LC alum works to declassify secret government documents

Photo courtesy of Nate Jones

Nate Jones ’05, the recipient of the 2019 Outstanding Young Alumnus Award, stumbled upon an enigma while writing his history thesis at Lewis & Clark. This led to a career fighting government secrecy, first at the National Security Archive (NSA) and now at The Washington Post. 

His thesis focused on the 1983 Able Archer nuclear scare, an annual NATO exercise that almost triggered a nuclear war. His aim was to show how dangerous this scare actually was, but he met a roadblock: the information he needed was in a classified government report.

Jones soon found himself immersed in the world of the Freedom of Information Act (FOIA), a 1967 legislation that gives the public the right to request nonexempt records from any federal agency. Jones filed his first FOIA request while at LC, and while this request did not go anywhere at the time, it led him to a career where he files FOIA requests on a daily basis.

“So the irony is if they’d just given me the dang document the first time, I wouldn’t have helped file thousands more (FOIA requests),” Jones said.

After graduating, Jones kept digging for the Able Archer information and found the NSA (the National Security Archive), a Washington D.C.-based nonprofit that fights for the public release of secret government documents. He worked his way up and soon became the FOIA director at the NSA, where about 2,000 FOIA requests are filed a year. But he never stopped fighting for the information he wanted about the Able Archer scare.

“About 10 years later, on my birthday, I got a big package of this key document and then eventually turned it into a book and finished off what started at the beginning at Lewis & Clark,” Jones said.

Jones’ book, entitled “Able Archer 83: The Secret History of the NATO Exercise That Almost Triggered Nuclear War,” came out in 2016, and highlighted how worried policymakers at the time were about accidental nuclear war. Jones said that this event affected President Ronald Reagan’s thinking about nuclear weapons and the Cold War.

“Government people on the inside have said to me many times, ‘I can’t believe you actually got that declassified. We thought that they would be secret forever,’” Jones said. “There’s still a debate on how dangerous it was, but what’s not in debate was that policymakers knew this happened and many were worried about it.”

Although he is still a research fellow at the NSA, Jones recently transitioned to The Washington Post, where he is the first FOIA director. The Post is trying to bring more rigor into its FOIA requests, so Jones is working with reporters to target documents to request, appeal and sue for. He is also helping them overcome bureaucratic resistance such as delays and over redactions. 

Even though there is a 20-day deadline for agencies to respond to FOIA requests, they rarely meet this deadline — the oldest FOIA request, still not met, is over 20 years old. According to Jones, in over a third of all FOIA appeals, more information is released, but just 1% of all FOIA requests are appealed. Although these problems have always been there, Jones said they have generally gotten worse under the Trump administration due to neglect and lack of attention. 

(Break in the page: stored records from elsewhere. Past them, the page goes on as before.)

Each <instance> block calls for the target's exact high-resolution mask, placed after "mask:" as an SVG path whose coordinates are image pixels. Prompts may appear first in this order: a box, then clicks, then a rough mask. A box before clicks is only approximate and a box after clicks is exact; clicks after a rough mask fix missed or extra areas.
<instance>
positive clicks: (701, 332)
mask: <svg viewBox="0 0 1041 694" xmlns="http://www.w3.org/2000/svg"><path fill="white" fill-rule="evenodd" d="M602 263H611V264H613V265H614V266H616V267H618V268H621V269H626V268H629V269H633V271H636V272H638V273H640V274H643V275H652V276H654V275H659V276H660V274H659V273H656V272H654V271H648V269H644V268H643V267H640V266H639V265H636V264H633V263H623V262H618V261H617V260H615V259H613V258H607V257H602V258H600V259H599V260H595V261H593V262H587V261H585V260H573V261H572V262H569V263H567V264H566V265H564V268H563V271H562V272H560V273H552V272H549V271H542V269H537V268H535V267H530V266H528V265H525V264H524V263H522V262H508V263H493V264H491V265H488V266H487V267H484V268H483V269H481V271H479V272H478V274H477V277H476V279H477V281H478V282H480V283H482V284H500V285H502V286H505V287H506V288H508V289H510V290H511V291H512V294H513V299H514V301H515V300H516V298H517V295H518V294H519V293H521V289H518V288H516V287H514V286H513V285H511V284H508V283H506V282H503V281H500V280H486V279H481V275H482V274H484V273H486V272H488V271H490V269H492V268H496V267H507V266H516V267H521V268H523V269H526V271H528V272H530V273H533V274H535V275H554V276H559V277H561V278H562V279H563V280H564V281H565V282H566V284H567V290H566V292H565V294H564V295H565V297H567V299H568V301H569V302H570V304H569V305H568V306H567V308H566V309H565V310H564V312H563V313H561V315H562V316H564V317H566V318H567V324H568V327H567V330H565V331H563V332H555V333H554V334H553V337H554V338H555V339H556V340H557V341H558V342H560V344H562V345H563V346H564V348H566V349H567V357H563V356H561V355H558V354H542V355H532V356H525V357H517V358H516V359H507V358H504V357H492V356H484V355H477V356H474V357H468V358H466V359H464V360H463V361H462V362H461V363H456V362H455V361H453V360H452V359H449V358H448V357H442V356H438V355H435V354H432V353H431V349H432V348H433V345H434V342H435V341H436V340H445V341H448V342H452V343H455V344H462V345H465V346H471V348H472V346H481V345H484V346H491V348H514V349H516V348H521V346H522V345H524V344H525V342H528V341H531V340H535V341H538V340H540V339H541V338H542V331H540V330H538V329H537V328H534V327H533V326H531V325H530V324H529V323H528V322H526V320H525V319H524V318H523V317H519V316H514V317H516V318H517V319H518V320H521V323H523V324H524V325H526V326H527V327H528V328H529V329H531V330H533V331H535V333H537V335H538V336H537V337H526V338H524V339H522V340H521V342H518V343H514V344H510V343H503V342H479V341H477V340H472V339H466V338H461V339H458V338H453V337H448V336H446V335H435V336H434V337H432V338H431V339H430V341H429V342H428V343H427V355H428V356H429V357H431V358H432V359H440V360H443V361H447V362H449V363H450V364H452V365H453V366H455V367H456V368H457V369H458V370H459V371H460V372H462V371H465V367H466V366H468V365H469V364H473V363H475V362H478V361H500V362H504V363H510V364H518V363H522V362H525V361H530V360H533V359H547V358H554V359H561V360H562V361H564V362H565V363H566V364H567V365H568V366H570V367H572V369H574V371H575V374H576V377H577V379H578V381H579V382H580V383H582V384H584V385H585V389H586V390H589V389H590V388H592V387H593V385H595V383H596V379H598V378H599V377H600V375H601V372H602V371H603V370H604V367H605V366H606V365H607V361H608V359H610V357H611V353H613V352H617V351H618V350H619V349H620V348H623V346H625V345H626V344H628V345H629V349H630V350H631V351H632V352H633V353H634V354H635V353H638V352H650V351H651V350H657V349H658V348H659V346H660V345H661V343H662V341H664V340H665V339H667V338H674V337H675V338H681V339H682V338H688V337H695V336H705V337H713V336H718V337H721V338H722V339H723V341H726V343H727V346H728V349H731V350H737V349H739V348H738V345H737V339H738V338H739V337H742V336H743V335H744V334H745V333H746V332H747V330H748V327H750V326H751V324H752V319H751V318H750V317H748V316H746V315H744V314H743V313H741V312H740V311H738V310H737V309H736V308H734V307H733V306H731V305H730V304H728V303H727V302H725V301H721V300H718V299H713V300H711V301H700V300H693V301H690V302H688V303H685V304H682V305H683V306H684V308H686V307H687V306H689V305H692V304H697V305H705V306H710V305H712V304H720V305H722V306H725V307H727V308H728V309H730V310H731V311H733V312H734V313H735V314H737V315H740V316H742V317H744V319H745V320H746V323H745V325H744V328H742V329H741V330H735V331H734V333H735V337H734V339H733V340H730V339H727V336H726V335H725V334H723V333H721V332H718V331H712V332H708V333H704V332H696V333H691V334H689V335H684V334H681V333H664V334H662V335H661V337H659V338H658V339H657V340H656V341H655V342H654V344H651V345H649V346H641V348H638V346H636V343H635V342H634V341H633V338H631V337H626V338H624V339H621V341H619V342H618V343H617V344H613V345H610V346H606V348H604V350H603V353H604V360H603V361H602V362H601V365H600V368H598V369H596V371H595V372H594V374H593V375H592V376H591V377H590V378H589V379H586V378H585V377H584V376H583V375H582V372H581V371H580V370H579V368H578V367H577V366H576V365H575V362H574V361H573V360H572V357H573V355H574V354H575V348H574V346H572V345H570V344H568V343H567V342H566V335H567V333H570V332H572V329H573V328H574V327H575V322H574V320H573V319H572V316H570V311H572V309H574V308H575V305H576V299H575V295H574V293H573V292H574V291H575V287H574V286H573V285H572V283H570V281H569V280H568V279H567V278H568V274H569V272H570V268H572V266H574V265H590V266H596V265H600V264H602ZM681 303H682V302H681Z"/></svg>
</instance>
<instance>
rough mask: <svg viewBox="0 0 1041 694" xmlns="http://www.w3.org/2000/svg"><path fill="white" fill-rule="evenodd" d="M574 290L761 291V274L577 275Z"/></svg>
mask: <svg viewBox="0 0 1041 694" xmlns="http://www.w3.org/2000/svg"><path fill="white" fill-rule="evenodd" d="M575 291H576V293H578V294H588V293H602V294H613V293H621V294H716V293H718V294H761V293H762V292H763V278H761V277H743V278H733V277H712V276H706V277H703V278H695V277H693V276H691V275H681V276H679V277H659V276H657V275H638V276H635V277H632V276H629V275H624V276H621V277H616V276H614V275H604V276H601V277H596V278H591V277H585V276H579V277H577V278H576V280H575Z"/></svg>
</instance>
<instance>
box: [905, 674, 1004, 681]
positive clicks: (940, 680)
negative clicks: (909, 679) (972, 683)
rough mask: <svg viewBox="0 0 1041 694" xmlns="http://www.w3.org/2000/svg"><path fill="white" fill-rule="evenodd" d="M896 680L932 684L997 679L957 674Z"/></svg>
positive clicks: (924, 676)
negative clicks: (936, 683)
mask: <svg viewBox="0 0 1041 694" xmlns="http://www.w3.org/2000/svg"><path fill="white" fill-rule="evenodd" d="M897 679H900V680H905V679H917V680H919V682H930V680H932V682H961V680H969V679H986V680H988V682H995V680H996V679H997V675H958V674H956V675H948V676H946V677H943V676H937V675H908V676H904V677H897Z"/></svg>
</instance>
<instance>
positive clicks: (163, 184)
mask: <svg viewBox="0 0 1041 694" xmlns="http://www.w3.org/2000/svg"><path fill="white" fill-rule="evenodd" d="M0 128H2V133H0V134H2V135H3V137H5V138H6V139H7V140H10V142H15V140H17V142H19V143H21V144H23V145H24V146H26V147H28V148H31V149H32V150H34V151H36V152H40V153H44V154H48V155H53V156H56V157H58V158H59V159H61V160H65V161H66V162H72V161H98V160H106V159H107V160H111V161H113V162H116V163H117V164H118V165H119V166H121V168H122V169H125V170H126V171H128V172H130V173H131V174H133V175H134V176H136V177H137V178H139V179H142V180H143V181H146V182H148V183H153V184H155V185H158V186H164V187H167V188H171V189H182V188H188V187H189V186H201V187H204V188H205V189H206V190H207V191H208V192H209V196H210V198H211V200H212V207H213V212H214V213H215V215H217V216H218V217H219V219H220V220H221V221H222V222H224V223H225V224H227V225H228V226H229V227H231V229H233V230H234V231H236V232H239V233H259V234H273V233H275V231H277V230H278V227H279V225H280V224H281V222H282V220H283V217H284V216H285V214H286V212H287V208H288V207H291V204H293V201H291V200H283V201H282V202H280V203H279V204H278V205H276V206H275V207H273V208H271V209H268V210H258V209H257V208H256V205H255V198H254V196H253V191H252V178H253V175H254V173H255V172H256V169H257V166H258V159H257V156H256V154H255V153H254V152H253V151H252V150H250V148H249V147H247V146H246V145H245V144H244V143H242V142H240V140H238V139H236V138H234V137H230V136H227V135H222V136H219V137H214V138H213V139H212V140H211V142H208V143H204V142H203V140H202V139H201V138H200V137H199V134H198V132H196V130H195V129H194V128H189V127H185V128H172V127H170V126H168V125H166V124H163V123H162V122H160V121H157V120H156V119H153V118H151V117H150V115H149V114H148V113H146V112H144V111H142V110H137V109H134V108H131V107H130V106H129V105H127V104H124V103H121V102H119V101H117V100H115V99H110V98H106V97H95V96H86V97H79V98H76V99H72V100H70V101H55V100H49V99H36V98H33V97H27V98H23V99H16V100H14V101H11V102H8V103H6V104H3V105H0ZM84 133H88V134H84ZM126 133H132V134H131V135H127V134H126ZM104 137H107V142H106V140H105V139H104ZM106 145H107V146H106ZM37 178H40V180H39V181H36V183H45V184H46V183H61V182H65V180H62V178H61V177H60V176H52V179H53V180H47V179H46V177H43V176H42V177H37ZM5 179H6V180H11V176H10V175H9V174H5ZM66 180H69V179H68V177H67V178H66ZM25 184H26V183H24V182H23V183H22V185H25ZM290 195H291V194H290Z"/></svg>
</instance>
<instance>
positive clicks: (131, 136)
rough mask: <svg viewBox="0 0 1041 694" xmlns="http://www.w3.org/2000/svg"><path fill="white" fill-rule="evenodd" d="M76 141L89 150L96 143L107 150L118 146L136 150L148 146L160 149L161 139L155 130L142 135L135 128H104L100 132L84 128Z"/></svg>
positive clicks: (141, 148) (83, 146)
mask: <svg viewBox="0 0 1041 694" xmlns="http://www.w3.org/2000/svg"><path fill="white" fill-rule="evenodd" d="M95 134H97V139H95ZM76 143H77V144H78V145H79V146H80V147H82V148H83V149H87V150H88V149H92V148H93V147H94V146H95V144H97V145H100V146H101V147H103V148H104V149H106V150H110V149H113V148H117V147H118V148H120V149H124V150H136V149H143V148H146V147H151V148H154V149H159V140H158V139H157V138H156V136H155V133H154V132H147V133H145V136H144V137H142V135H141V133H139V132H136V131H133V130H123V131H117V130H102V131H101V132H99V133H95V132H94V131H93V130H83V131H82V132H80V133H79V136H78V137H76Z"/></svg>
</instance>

Jones emphasizes pressuring federal agencies with appeals and lawsuits. He oversees a newsroom-wide system to track FOIA requests.

“So at The Post, we’re trying to change the culture so that anytime that there’s a denial, we don’t take that at face value,” he said. “We appeal and then maybe sue … and the good news is that you can win.”

As a success story, Jones cited the Post’s recent reporting on the Afghanistan Papers, previously secret documents that reveal high-ranking officials’ pessimistic views on the Afghanistan War.

Essentially, the Post filed a FOIA lawsuit and used some National Security Archive documents and ultimately created a story showing that the government’s official rosy posture on the Afghanistan war was a lie and that they were losing the war and saying that they were winning the war to this day.”

Although Jones self identifies as more of a historian than a journalist, he said there is a synergy between the two professions. He hopes to continue helping reporters at the Post uncover stories like the Afghanistan Papers.

“There’s a lot of evils in the world and one small one that I like fighting is government secrecy,” Jones said. “I think that most of the time, not always, but most of the time when the government says that something is secret, probably the public should have the right to know it … FOIA is one tool in fighting the government to empower the citizenry and know what our government knows.”

Jones said that this kind of thinking was instilled in him during his time at LC: he learned to question and fight authority.

“I think that what I’m kind of realizing looking back — I graduated almost 15 years ago — is that I did learn here that I actually really did like fighting — fighting the government, fighting for what’s right, fighting authority … using bureaucratic warfare to force the government to give secrets.” 

Jones received the Outstanding Young Alumnus Award on Feb. 21 for his efforts advocating for public access to government information.